Income demonstrated a significant total effect on the intercept of executive control, β=.12, p=.05, but the indirect effect of income through cumulative risk was not significant. Income demonstrated a trend toward an indirect effect on the intercept of delay ability, β=.10, p=.10, and a significant indirect effect on the slope of delay ability, β=−.25, p=.05, through cumulative risk.
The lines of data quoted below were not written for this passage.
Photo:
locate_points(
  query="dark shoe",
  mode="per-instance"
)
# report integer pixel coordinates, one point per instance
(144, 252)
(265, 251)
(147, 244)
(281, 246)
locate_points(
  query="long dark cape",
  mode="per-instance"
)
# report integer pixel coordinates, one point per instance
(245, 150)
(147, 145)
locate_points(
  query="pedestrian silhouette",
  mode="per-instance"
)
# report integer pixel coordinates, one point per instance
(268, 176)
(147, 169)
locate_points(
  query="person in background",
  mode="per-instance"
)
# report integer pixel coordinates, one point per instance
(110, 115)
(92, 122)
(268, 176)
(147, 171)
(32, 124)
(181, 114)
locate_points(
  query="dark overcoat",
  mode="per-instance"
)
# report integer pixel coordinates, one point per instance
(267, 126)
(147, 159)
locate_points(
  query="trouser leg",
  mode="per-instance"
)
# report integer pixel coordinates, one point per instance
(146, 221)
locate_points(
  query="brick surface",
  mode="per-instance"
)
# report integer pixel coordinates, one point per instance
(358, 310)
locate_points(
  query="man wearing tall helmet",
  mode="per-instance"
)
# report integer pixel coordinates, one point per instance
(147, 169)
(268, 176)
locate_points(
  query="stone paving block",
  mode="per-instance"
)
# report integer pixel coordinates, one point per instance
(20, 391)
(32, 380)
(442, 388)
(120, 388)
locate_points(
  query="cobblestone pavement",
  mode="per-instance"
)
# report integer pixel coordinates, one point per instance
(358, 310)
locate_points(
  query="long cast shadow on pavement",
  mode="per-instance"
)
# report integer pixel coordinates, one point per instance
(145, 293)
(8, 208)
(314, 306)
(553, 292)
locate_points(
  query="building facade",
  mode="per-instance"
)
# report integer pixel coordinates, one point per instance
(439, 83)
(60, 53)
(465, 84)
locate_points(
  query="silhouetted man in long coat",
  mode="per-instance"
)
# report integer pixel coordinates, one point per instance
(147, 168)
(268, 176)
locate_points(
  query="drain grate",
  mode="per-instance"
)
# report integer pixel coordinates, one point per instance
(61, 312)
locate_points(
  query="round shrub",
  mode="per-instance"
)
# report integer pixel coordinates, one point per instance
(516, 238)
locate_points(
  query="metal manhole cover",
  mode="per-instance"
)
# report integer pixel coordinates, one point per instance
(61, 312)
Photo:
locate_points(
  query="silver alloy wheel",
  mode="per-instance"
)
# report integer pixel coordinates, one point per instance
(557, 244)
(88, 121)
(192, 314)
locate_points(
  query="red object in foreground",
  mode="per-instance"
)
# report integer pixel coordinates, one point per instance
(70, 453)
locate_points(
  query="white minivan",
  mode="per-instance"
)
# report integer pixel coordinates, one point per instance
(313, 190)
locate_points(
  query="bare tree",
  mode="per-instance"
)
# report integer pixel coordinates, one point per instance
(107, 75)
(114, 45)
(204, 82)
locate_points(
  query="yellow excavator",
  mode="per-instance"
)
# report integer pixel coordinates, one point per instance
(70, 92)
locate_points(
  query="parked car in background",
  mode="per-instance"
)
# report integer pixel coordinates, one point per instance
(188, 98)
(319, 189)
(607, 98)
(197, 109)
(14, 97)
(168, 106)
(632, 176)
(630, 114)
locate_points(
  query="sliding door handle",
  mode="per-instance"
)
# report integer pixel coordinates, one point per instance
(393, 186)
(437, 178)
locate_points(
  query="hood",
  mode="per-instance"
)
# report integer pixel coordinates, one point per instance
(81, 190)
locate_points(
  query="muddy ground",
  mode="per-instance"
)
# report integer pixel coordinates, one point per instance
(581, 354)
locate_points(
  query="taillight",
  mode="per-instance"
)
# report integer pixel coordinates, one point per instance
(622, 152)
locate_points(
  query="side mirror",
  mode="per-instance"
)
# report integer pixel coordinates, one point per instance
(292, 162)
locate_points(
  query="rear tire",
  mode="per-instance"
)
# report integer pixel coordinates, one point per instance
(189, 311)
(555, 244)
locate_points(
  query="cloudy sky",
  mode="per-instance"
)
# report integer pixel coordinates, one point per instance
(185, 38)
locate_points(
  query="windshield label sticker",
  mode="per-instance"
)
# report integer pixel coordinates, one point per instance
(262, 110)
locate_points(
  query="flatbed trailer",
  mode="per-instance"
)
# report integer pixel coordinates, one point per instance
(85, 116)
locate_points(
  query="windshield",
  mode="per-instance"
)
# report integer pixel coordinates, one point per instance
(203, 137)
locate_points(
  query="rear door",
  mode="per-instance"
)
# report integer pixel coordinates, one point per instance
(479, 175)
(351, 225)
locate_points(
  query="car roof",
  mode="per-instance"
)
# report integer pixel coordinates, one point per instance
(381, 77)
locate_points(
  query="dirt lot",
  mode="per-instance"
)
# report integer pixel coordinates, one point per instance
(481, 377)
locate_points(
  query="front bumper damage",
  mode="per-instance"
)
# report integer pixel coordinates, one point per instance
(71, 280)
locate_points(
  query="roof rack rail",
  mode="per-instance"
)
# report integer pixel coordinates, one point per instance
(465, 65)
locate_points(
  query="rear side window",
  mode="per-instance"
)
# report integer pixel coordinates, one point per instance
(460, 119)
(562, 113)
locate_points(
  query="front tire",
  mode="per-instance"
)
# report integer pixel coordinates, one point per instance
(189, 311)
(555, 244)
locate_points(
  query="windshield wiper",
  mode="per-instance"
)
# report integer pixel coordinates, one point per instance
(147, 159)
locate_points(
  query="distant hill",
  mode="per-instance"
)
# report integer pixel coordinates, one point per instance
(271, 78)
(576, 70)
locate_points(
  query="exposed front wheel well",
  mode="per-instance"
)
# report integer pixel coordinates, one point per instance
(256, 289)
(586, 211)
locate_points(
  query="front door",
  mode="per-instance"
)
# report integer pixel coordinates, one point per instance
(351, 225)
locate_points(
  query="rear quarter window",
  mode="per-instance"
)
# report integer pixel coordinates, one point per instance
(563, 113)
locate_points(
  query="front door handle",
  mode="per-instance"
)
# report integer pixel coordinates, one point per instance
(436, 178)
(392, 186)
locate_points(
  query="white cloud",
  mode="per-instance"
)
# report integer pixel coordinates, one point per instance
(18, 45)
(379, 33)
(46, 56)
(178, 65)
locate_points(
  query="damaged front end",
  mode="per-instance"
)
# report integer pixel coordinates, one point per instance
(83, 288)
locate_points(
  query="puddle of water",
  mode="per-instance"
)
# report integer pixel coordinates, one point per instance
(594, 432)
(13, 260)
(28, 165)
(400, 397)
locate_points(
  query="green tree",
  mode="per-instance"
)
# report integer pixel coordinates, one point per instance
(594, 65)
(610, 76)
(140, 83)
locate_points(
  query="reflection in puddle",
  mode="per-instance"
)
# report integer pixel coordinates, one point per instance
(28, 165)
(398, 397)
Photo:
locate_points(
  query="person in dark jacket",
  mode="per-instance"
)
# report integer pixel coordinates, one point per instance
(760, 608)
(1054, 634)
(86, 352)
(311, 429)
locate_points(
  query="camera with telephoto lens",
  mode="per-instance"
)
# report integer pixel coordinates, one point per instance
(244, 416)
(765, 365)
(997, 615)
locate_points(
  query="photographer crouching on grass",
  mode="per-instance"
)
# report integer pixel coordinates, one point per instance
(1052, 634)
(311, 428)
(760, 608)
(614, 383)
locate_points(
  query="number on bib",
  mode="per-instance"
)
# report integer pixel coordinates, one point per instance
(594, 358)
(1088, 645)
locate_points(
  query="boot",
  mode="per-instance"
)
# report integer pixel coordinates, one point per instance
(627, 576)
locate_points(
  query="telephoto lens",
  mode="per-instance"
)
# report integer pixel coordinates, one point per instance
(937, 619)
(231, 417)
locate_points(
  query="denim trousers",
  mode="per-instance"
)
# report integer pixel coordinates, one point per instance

Income, Cumulative Risk and Effortful Control Growth Predicting Adjustment

Measures of T4 academic readiness, social competence and adjustment problems were included in the models to test whether growth in effortful control accounted for the effects of income on children’s adjustment (Figure 1 and Table 3). Separate models were tested for executive control and delay ability. The intercept and linear slope of either executive control or delay ability were specified as predictors of the T4 adjustment indicators. Income and cumulative risk were included as predictors of the intercept and slope of the effortful control growth factors, as well as of the adjustment indicators.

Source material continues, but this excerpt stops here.